I can log into the host, the assisted-installer-controller did upload the logs:
time="2021-06-08T16:09:49Z" level=info msg="Cluster installation failed."
time="2021-06-08T16:09:49Z" level=info msg="Waiting for all go routines to finish"
time="2021-06-08T16:09:49Z" level=info msg="Finished PostInstallConfigs"
time="2021-06-08T16:09:49Z" level=info msg="Finished UpdateBMHs"
time="2021-06-08T16:09:49Z" level=info msg="Finished UploadLogs"
time="2021-06-08T16:09:49Z" level=info msg="Finished all"

Comment 1 Igal Tsoiref 2021-06-10 07:34:17 UTC

In this specific case we shouldn't get controller  logs cause controller was started after cluster was in timeout already. Though we still miss assisted-installer logs that should be sent before reboot.

Comment 2 Fred Rolland 2021-06-15 10:55:33 UTC

I try the following scenario with kube API:
- Start install of SNO
- After reboot, suspend the VM
- Wait for installation to fail
- Download the logs via DebugInfo URL

The logs where available, without the controller log as expected.
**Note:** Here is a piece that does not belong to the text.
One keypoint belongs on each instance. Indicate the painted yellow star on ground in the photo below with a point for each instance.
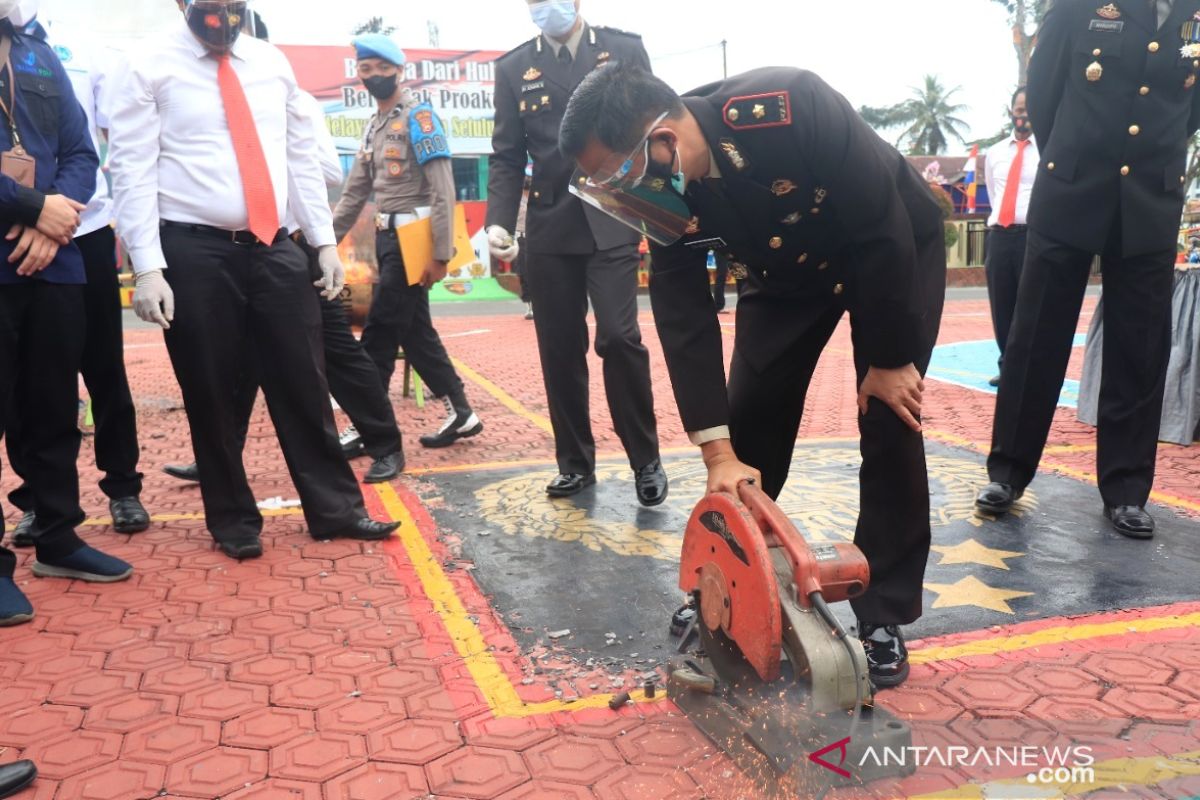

@ercohen Anything I missed? Do you have the assisted service log?

Comment 3 Fred Rolland 2021-06-15 11:28:40 UTC

The issue reproduce if the service pod is restarted after the installation failures:

{"code":"500","href":"","id":500,"kind":"Error","reason":"No log files were found"}

The logs are not persisted after reboot.

@mfilanov WDYT?

Comment 4 Eran Cohen 2021-06-15 12:07:39 UTC

I suspect the logs are saved on the pod filesystem and not on a PV.

Comment 5 Michael Filanov 2021-06-15 13:01:13 UTC

If we are talking about test-infra then this is probably the case.
If it happened with the operator then it's a bug.

Comment 6 Fred Rolland 2021-06-15 14:25:14 UTC

Tested with env installed with operator with PV for filesystem and logs are persisted after reboot.

@ercohen WDYT?

Comment 7 Alexander Chuzhoy 2021-06-17 13:28:07 UTC

Reproduce the issue.

Note: Once the cluster got deployed successfully, the link actually started to work and I was able to download the log tarball.